You can also get a joint fs marginalized by sample list and separated by window. In this case, the return value is a list containing the dict for each window:

pop.tables.fs(
    [deme0_nodes[:10], deme1_nodes[:20]],
    windows=[(0.1, 0.2), (0.8, 0.9)],
    marginalize=True,
    separate_windows=True,
)
[{0: masked_array(data=[--, 10, 38, 0, 8, 0, 2, 0, 16, 0, --],
               mask=[ True, False, False, False, False, False, False, False,
                     False, False,  True],
         fill_value=999999),
  1: masked_array(data=[--, 19, 24, 9, 3, 3, 2, 0, 2, 0, 0, 0, 0, 0, 1, 2, 0,
                     0, 16, 0, --],
               mask=[ True, False, False, False, False, False, False, False,
                     False, False, False, False, False, False, False, False,
                     False, False, False, False,  True],
         fill_value=999999)},
 {0: masked_array(data=[--, 18, 27, 0, 3, 0, 2, 0, 19, 0, --],
               mask=[ True, False, False, False, False, False, False, False,
                     False, False,  True],
         fill_value=999999),
  1: masked_array(data=[--, 20, 19, 8, 8, 2, 1, 0, 7, 0, 0, 0, 0, 0, 0, 2, 0,
                     0, 19, 0, --],
               mask=[ True, False, False, False, False, False, False, False,
                     False, False, False, False, False, False, False, False,
                     False, False, False, False,  True],
         fill_value=999999)}]

Simplifying to the samples#

Finally, it is sometimes more efficient to simplify the tree sequences with respect to the sample nodes.
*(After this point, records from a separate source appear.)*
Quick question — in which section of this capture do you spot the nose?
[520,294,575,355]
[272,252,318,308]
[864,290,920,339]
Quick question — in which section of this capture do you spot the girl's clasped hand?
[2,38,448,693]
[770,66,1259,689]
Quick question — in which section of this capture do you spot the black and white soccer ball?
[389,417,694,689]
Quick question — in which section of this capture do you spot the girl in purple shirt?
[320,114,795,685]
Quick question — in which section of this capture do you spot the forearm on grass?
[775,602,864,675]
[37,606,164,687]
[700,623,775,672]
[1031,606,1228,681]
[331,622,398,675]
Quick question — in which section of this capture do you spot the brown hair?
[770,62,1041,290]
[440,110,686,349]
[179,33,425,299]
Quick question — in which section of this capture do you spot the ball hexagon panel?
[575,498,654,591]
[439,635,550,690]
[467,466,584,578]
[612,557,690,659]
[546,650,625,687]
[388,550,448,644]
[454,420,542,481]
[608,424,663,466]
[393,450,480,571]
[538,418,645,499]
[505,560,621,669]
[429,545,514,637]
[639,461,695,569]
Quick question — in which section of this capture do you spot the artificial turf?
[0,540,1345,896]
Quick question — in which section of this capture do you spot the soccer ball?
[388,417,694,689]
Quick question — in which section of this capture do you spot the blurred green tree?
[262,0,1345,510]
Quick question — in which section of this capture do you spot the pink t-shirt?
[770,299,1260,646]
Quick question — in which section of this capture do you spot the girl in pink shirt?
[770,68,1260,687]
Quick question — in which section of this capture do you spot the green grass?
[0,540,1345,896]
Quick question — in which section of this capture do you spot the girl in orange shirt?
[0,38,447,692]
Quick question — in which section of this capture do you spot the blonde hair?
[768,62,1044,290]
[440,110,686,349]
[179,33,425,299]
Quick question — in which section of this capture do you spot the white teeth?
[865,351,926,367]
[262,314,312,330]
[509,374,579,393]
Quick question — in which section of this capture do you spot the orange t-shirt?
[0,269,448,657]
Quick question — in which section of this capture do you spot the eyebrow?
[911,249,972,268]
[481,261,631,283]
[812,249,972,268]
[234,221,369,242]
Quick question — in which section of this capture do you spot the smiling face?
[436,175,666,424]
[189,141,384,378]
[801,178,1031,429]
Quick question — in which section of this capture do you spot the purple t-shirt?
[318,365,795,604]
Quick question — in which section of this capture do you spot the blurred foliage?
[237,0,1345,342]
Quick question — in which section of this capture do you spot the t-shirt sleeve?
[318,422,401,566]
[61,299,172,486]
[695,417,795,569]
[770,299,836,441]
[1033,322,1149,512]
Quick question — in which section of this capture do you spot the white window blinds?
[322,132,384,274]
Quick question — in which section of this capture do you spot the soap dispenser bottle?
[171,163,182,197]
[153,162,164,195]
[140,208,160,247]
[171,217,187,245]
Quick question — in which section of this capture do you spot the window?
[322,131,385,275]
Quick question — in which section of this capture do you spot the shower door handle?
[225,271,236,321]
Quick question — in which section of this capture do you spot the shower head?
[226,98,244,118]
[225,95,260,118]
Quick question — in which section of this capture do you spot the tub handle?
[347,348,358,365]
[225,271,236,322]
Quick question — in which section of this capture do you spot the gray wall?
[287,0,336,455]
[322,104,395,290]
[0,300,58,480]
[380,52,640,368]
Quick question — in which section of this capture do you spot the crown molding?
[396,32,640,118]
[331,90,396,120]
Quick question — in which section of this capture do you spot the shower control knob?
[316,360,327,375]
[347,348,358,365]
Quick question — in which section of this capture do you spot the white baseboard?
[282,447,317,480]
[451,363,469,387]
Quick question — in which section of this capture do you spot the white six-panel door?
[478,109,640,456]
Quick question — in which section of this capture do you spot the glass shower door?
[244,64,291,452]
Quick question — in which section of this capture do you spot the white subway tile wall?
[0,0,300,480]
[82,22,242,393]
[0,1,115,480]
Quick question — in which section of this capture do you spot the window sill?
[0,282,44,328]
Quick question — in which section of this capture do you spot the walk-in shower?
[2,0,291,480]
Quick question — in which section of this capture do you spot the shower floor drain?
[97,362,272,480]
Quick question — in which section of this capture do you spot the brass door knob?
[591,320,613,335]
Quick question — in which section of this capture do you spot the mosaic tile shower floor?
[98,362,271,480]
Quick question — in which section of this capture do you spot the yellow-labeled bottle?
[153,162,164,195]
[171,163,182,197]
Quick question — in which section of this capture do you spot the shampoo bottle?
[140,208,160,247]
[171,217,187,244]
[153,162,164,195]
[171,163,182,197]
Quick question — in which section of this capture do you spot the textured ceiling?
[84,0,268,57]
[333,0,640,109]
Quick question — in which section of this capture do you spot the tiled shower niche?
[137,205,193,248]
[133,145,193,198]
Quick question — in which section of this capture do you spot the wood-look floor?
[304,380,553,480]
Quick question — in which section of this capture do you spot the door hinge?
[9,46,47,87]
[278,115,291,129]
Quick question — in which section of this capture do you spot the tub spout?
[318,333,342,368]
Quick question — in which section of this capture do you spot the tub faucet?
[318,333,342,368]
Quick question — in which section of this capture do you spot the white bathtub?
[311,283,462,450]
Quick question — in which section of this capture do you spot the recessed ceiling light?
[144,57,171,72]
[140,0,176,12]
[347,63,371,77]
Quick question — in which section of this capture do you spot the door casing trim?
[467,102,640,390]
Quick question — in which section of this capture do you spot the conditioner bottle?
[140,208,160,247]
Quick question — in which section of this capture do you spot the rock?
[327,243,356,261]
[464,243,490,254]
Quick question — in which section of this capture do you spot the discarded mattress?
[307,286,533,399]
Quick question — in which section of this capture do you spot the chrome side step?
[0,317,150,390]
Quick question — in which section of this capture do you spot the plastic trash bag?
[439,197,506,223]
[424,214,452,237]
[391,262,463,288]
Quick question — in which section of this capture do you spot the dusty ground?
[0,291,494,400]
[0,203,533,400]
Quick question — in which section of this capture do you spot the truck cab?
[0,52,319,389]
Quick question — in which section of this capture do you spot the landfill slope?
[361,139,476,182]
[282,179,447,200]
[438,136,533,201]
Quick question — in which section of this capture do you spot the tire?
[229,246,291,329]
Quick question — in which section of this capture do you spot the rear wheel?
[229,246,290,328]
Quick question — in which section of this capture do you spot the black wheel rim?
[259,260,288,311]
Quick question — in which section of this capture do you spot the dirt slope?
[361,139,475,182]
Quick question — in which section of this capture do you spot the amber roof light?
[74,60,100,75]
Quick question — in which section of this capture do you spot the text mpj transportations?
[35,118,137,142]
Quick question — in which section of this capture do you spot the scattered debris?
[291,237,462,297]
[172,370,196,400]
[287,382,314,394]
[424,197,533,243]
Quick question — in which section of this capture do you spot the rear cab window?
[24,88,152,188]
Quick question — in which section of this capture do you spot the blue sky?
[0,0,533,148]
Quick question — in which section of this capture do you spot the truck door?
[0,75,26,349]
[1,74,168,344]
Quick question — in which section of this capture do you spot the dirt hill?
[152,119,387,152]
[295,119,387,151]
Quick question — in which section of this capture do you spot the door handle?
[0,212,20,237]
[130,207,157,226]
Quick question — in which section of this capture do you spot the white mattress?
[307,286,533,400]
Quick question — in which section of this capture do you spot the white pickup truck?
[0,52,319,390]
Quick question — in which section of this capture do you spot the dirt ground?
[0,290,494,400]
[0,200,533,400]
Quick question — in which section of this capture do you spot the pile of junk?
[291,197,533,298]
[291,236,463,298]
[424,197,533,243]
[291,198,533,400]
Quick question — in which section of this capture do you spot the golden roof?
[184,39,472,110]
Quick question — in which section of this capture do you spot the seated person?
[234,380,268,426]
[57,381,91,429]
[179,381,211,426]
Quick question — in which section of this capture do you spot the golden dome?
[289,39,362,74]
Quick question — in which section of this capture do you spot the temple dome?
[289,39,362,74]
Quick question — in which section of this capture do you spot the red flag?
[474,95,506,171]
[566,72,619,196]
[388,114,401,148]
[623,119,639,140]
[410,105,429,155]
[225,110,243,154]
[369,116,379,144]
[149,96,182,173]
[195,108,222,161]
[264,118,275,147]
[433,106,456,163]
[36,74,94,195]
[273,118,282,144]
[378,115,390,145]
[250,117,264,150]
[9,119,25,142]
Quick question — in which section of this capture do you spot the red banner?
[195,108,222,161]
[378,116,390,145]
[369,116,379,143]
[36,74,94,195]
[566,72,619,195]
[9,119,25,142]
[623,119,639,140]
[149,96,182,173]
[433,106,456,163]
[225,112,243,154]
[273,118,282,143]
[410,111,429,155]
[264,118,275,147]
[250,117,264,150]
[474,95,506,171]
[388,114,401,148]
For example, if there are a vast number of ancient samples and you are processing each time point separately (see fwdpy11.DiploidPopulation.sample_timepoints()), then not simplifying means iterating over trees that are redundant/irrelevant to the history of the current time point. In order to get the fs from a simplified tree sequence, pass simplify=True when calling fwdpy11.TableCollection.fs().